Eutanazja zamiast domowej opieki medycznej - propozycja dla pacjenta w Kanadzie
Eutanazja zamiast domowej opieki medycznej - takie rozwiązanie zaproponował jednemu z pacjentów w Kanadzie szpital w Ontario.
Roger Foley, o którym mowa, to 42-latek cierpiący na rzadką i nieuleczalną chorobę neurologiczną, ograniczającą jego poruszanie się, a przez to uniemożliwiającą mu wykonywanie najprostszych czynności.
"Prawda o tym, co dzieje się w Kanadzie"
Foley wysłał do krajowej stacji telewizyjnej nagrania, na których personel szpitala oferuje mu tzw. asystowane samobójstwo zamiast pomocy medycznej. "To jest prawda o tym, co dzieje się w Kanadzie odnośnie do eutanazji bez zabezpieczeń, w połączeniu z brakiem koniecznej opieki, która nie jest zapewniana cierpiącym" - powiedział poszkodowany.Na jednym z nagrań pacjent dowiaduje się od pracownika, że jeżeli zostanie w szpitalu, będzie musiał płacić 1,5 tys. dolarów dziennie za opiekę.
Foley określa to jako wymuszanie pewnych działań. Na jego pytanie, jak wyglądają jego perspektywy na przyszłość, otrzymał odpowiedź: "To nie moja sprawa, ale moim zadaniem było porozmawiać z tobą, czy jesteś zainteresowany asystowaną śmiercią".
Propozycja asystowanej śmierci
Roger Foley, który jest przykuty do łóżka od dwóch lat, tak podsumował swoją sytuację: "Nie otrzymałem pomocy, która ulżyłaby mi w cierpieniu, lecz jedynie propozycję asystowanej śmierci.

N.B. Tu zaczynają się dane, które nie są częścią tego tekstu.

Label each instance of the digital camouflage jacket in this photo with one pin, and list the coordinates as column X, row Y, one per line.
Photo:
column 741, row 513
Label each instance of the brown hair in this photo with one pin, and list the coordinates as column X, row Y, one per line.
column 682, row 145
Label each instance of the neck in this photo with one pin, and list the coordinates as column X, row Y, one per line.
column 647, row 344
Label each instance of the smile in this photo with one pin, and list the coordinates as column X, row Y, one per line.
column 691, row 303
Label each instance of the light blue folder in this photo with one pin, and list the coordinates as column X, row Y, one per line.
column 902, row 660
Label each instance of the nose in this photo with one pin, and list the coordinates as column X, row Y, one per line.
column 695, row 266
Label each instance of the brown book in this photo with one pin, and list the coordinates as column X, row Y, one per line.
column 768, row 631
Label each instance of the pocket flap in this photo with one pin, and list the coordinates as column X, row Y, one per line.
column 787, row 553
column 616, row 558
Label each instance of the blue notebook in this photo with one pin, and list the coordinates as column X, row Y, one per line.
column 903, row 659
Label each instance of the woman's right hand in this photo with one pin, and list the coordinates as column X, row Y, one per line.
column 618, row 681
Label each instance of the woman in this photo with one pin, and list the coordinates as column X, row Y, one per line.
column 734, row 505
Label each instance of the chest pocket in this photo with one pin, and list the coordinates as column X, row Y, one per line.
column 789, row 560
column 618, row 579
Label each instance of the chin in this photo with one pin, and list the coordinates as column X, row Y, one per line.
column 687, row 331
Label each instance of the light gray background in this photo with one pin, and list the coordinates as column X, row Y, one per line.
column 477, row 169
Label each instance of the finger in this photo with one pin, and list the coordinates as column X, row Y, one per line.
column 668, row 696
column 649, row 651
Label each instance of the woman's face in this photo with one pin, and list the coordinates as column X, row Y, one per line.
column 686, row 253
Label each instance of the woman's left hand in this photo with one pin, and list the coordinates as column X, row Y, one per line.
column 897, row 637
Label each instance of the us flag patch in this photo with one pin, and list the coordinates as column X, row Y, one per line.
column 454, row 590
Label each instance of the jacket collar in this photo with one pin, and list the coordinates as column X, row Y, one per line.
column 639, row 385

Czas, który mi pozostał, chciałbym przeżyć z godnością i na tyle samodzielnie, na ile jest to możliwe. Niech społeczeństwo usłyszy prawdę, póki mój głos może być jeszcze słyszany".
W Kanadzie zabito już 3,7 tys. osób przez eutanazję. "Medycznie wspomaganą śmierć", jak określana jest ona w kanadyjskim prawie, dopuszczono w 2014 r. w Quebecu, a dwa lata później zalegalizowano j w całym kraju. Teoretycznie wymogi, które muszą być spełnione, aby skrócić życie pacjenta są restrykcyjne, w praktyce wygląda to zupełnie inaczej.